# Tomato and Pepper Brushetta



## les (Jun 23, 2009)

*My favourite lunch*

*Tomato and Pepper Brushetta*







*Serves* 2
*Prep Time* 10 mins
*Cooking Time* 5 mins
*Ingredients*


4 Large vine tomatoes, skins and seeds removed,(see cooks tips 1) and roughly chopped
½Yellow pepper ( Bell pepper) skin removed(see cooks tips 2)  and roughly chopped
½Red pepper ( Bell pepper) skin removed and roughly chopped
2 Cloves garlic, finely chopped
3 tbsp Extra virgin olive oil
4 Slices Ciabatta Bread
Freshly ground black pepper
 *Method*


Put the tomatoes, peppers and garlic into a medium sized mixing bowl and stir in 2 tbsp Extra virgin olive oil
	

	
	
		
		

		
		
	


	



Season with freshly ground black.
Cover the bowl and leave in a cool place to marinate for at least 1 hour.
Toast one side of the Ciabatta slices
Turn the Ciabatta over and just heat under the grill, don’t allow to brown
With the remaining Extra virgin olive oil, brush the top side of the Ciabatta slices
Spread the tomato mixture, evenly, on the Ciabatta slices.
Put the Bruschetta under the grill and heat through.
 *Cook's tips*


1. To remove the tomato skin, gently cut through the tomato skin, top to bottom, do this 3 times equally spaced around the tomato.
Place the tomato in boiling water and leave for 30 seconds, carefully remove from the water and the skin will easily peel away.
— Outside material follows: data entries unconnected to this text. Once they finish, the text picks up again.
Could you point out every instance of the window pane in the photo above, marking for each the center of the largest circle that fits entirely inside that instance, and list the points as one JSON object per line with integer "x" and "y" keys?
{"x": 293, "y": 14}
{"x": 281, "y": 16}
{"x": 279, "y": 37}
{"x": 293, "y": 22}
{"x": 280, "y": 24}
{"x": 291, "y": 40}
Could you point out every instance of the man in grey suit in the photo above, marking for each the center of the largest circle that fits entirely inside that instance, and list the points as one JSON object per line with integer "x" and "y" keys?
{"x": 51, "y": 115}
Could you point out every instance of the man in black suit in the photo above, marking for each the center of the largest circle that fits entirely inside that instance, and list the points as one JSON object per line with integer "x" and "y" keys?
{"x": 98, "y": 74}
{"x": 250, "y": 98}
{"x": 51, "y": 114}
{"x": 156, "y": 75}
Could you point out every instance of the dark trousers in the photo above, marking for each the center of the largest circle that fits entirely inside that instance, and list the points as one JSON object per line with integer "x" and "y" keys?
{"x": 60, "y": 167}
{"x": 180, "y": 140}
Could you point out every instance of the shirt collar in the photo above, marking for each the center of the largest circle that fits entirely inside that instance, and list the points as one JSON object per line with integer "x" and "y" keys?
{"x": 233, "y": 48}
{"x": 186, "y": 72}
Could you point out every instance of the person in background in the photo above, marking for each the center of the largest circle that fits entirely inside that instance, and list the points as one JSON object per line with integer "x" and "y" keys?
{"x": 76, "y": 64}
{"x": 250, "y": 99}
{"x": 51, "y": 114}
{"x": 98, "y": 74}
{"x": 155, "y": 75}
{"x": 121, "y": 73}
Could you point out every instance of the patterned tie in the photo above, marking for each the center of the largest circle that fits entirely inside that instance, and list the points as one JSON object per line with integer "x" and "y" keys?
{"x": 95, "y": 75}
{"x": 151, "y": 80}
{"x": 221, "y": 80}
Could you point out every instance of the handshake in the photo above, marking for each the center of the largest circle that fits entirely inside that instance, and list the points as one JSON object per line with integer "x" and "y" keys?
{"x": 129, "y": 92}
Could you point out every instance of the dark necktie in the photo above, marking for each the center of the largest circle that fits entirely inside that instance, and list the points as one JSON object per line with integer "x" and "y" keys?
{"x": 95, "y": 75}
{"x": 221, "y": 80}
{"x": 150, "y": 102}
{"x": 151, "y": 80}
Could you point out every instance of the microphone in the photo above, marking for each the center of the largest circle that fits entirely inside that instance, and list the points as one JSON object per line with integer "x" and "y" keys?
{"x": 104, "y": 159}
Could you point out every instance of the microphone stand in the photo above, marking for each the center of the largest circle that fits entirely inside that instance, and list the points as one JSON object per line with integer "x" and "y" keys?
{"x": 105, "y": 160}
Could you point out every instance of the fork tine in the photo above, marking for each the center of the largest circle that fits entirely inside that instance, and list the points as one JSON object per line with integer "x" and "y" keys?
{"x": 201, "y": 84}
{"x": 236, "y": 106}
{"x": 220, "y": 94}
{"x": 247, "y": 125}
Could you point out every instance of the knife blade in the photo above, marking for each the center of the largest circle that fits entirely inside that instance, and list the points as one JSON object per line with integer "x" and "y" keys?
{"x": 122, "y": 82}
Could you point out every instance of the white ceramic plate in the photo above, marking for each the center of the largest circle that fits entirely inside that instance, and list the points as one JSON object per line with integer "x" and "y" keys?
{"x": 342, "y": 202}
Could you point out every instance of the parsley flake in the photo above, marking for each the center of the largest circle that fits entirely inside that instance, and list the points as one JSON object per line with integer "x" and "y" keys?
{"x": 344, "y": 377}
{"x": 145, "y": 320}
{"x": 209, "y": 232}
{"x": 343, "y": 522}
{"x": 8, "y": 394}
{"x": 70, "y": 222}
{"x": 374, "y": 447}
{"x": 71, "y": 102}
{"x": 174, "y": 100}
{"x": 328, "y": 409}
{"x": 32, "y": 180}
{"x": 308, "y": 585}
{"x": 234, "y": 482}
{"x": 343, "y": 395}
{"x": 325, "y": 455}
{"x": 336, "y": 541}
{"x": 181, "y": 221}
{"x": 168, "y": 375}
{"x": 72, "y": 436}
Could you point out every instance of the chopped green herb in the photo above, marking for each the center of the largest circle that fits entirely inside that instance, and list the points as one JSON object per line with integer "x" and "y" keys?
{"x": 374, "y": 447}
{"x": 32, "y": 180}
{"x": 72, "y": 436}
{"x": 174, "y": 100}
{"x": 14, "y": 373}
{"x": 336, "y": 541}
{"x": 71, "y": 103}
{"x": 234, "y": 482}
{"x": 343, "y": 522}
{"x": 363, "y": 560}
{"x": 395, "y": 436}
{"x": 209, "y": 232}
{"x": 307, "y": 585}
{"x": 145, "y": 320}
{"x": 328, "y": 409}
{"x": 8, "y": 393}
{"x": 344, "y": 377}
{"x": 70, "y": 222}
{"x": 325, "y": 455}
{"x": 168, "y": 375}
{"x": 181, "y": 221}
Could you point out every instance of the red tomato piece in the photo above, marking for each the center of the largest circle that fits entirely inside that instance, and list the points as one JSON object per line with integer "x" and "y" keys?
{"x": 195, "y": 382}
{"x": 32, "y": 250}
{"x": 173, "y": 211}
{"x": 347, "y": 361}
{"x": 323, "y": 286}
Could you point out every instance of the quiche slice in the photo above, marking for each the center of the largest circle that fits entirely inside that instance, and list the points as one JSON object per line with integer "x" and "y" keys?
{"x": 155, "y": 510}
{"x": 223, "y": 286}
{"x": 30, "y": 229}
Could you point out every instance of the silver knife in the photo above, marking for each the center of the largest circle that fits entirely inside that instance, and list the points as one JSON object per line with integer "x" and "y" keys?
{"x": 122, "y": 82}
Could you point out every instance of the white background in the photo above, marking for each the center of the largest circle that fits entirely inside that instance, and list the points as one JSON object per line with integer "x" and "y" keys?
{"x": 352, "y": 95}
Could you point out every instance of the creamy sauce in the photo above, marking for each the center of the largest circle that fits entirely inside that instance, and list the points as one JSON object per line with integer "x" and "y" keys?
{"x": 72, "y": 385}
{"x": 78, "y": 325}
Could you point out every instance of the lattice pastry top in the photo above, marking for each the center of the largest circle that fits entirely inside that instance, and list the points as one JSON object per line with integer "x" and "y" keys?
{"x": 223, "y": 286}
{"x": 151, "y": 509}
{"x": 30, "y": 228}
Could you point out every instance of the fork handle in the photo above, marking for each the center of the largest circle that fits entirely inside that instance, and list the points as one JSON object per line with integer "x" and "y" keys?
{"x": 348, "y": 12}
With the skins removed, plunge into cold water to stop the tomatoes cooking.
2. To remove the pepper skins, cut the pepper into ½ “/12mm slices (cut top to bottom)
Place skin side up and place under the grill, leave until the skin is black.
Remove from grill and carefully pull the skin away from the flesh of the pepper.
 *Equipment*


Medium size mixing bowl
 *Shopping List*


4 Vine tomatoes
Yellow pepper(Bell pepper)
Red pepper(Bell pepper)
2 Cloves garlic
Extra virgin olive oil
Ciabatta Bread


----------



## Calya (Jun 23, 2009)

Looks great! I will definitely make this as I have so many peppers I just didn't know what to do with.


----------



## les (Jun 24, 2009)

Calya said:


> Looks great! I will definitely make this as I have so many peppers I just didn't know what to do with.


Thanks Cayla
I made this when I bought a sack of peppers:
Roasted Red Pepper Soup

I made it about a month ago & still dipping into the freezer at lunchtime for another bowl....trouble is soups tend to end up at the bottom of my chest freezer...you can just see a pair of feet sticking out the top!! LOL


----------